WASHINGTON — President Trump is moving to cancel nearly $5 billion in congressionally approved foreign aid and peacekeeping spending in a rare “pocket rescission,” The Post has learned — making use of a legally debated maneuver that hasn’t been done in 48 years.
Trump on Thursday night notified Congress of his request to cancel the funds, which had been tied up in a court case until earlier in the day.
A pocket rescission is a request that’s presented to Congress so late in the fiscal year — which ends Sept. 30 — that it’s made regardless of whether Congress acts.
The clawback includes $3.2 billion in United States Agency for International Development (USAID) development assistance, $322 million from the USAID-State Department Democracy Fund, $521 million in State Department contributions to international organizations, $393 million in State Department contributions to peacekeeping activities and $445 million in separately budgeted peacekeeping aid.
The spending had been destined for a wide variety of nonprofits and foreign governments and was paused earlier this year by the White House Office of Management and Budget (OMB) and then stuck in legal limbo due to an ensuing lawsuit filed by the Global Health Council.
The DC Circuit Court of Appeals on Thursday lifted an injunction in the case, opening the door for Trump to proceed with the first attempted pocket rescission since 1977.

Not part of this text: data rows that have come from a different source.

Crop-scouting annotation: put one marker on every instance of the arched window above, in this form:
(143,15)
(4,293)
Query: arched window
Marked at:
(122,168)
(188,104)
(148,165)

The Trump administration has highlighted spending items that are allegedly wasteful, such as $24.6 million for “climate resilience” in Honduras, $2.7 million for the South African Democracy Works Foundation, which published inflammatory racial articles including “The Problem with White People,” and $3.9 million to promote democracy among LGBT people in the Western Balkans.
Other highlighted allocations include $1.5 million to market the paintings of Ukrainian women.
The roughly $838 million in peacekeeping funds being eliminated include payments to support United Nations peacekeeping forces in places such at the Democratic Republic of Congo, where the Trump administration recently brokered a peace deal with next-door Rwanda, and the Central African Republic, where the mission has been criticized as aligned with Russian business interests.
Allocated peacekeeping funds include $11 million to provide Uruguay’s international peacekeeping forces with armored personnel carriers, $4 million for a training center in Zambia and $3 million for barracks to house Kazakhstani peacekeepers.
The clawback would not affect US support for the Multinational Force and Observers peacekeeping mission along the Egyptian-Israeli border.
The legality of “pocket rescissions” is a matter of intense debate, but there’s little court precedent.
The legislative Government Accountability Office deems the practice illegal; Trump’s OMB team says otherwise.
The Impoundment Control Act of 1974 limits the president’s ability to balk at spending appropriated funds and lays out the process for legislative rescissions — such as the package Trump signed last month yanking $1 billion in federal funding for NPR and PBS and $8 billion from USAID.
That law sets a 45-day clock for Congress to pass rescissions proposed by the president.
OMB Director Russ Vought and General Counsel Mark Paoletta have pointed to instances where Presidents Gerald Ford and Jimmy Carter arguably made pocket rescissions in the 1970s.
“Carter sent several rescission proposals to Congress in July of 1977. Funds from two of those proposals lapsed on September 30, 1977, in one case prior to the expiration of the 45-day ICA withholding period, and in another case five days after the withholding period ended,” Paoletta wrote in a 2018 letter to the GAO.
“GAO noted the lapse without objection.”
Paoletta has pointed repeatedly to a 1975 GAO opinion authorizing the practice, asserting on X this month that the office changed its mind during Trump’s first term due to “Trump Derangement Syndrome.”
GAO is uniquely positioned to sue over Trump’s pocket rescission — particularly after the just-concluded DC Circuit Court of Appeals case involving the same funds ended with a conclusion that the Impoundment Control Act cannot be enforced by private litigants.
But it’s unclear if GAO actually will sue due to simmering theories that the agency’s comptroller general position, currently held by Eugene Louis Dodaro, could itself be declared unconstitutional.